= Script market =

A script market is the system in which a screenwriter and producer engage in the buying and selling of a script for the film and television industries. The process of selling a script may begin with the pitch, however since the end of the 1980s the ability to pitch a film to producers has greatly depended on the notoriety of the screenwriter. One reason attributed to this effect is that studios are looking for the next big hit, but scared to take a chance on a script that doesn’t meet a pre-established formula guaranteed to make money since no one knows what will work. The majority of scripts are read by studio interns and others, who give the scripts a “consider”, “pass”, or “recommend” status, with most scripts receiving a “pass” rating. However, an agent who's signed the Artists-Managers Agreement drawn up by the Writers Guild of America can submit scripts to producers directly. Agents try to create buzz in the script market using spec script. With everyone in the entertainment industry trying to pursue the million-dollar dream, and Hollywood so desperate for new material ideas, the script market functions and business practices have been pursued in the spec script manner.

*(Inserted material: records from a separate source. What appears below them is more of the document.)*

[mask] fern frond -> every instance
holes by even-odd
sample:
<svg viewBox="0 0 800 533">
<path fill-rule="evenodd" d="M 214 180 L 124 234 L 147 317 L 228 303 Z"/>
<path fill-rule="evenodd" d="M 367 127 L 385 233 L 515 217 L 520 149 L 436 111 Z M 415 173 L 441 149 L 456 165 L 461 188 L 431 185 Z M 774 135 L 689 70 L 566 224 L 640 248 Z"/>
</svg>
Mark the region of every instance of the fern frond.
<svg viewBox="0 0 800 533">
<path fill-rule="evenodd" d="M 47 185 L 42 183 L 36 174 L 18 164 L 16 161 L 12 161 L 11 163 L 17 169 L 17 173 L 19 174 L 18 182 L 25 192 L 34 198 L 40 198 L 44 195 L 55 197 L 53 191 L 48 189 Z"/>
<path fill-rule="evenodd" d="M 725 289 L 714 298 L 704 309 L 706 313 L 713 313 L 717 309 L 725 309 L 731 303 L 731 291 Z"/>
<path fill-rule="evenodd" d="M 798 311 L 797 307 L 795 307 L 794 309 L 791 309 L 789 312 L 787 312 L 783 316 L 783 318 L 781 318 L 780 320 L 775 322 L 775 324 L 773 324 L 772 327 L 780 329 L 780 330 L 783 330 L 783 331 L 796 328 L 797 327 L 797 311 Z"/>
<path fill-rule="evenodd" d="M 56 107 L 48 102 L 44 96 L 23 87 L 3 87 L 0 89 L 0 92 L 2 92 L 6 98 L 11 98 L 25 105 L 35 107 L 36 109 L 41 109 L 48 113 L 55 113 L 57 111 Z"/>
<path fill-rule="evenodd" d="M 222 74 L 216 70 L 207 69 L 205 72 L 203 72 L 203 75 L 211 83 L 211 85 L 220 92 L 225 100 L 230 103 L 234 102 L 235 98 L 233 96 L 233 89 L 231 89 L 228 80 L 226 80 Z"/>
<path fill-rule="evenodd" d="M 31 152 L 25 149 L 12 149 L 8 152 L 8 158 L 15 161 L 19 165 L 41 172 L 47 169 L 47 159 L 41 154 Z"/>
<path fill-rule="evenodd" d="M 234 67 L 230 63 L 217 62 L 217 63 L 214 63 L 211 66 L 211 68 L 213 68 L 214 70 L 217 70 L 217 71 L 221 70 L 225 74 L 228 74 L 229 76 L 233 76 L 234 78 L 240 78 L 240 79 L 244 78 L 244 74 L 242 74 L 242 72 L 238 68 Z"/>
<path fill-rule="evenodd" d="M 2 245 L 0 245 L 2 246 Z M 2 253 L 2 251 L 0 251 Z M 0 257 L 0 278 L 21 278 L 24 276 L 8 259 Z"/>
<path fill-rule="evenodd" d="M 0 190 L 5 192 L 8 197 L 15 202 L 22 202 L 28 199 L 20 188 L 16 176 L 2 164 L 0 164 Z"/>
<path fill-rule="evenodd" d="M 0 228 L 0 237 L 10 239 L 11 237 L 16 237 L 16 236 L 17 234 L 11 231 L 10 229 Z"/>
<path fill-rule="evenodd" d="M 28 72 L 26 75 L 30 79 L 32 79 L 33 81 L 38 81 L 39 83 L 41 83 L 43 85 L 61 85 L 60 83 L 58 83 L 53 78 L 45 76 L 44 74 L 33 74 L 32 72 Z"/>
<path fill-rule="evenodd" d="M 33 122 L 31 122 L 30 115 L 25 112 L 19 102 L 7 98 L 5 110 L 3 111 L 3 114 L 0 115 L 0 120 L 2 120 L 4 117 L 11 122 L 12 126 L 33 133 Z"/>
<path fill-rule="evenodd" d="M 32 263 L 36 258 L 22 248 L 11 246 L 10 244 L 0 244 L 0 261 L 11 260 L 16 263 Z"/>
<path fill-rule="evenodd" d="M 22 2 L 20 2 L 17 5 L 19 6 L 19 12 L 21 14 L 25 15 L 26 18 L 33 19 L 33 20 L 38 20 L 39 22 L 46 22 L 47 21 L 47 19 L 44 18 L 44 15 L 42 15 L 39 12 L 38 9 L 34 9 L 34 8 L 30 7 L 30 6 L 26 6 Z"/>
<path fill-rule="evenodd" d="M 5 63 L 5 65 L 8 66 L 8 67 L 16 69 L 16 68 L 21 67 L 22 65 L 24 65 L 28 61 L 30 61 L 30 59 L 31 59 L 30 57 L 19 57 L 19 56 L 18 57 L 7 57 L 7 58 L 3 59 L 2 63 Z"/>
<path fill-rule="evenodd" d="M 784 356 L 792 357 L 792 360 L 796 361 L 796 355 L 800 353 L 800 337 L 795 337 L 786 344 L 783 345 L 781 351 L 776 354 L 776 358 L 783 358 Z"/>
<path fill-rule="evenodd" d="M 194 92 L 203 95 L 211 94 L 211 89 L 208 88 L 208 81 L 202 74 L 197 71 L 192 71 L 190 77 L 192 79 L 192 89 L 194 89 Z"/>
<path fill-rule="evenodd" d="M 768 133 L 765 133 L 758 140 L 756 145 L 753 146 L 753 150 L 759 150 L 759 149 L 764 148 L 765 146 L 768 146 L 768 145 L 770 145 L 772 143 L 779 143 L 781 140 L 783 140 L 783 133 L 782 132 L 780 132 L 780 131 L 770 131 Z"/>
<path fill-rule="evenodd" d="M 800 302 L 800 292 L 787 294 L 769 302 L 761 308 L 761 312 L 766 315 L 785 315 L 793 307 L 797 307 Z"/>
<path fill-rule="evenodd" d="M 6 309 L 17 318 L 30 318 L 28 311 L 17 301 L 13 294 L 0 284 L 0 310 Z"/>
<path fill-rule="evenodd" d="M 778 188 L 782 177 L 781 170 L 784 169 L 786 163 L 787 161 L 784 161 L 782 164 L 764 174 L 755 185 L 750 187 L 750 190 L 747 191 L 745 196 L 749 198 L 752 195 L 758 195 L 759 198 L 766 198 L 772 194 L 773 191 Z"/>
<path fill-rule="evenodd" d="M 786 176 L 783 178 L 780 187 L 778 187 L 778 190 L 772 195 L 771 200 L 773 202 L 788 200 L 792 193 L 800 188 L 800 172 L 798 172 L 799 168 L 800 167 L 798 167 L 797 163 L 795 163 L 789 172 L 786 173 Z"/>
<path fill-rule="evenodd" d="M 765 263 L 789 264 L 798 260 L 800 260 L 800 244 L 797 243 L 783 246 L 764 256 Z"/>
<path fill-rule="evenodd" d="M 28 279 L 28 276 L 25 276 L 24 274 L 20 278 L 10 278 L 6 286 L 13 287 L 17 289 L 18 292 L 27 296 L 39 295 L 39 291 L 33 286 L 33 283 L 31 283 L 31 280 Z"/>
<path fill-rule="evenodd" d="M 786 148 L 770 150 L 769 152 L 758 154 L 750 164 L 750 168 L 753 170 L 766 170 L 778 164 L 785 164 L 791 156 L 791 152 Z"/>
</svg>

Studio executives, producers, and agents don't have time to read every script, so readers or script analysts prepare script coverage for them. Spec scripts are written in hopes of being purchased by a producer or studio. A spec script can be passed around by an agent, which can create a bidding war. The spec script process is considered by some to be problematic, because the bidding process can attract inflated prices from the boosting of mediocre scripts.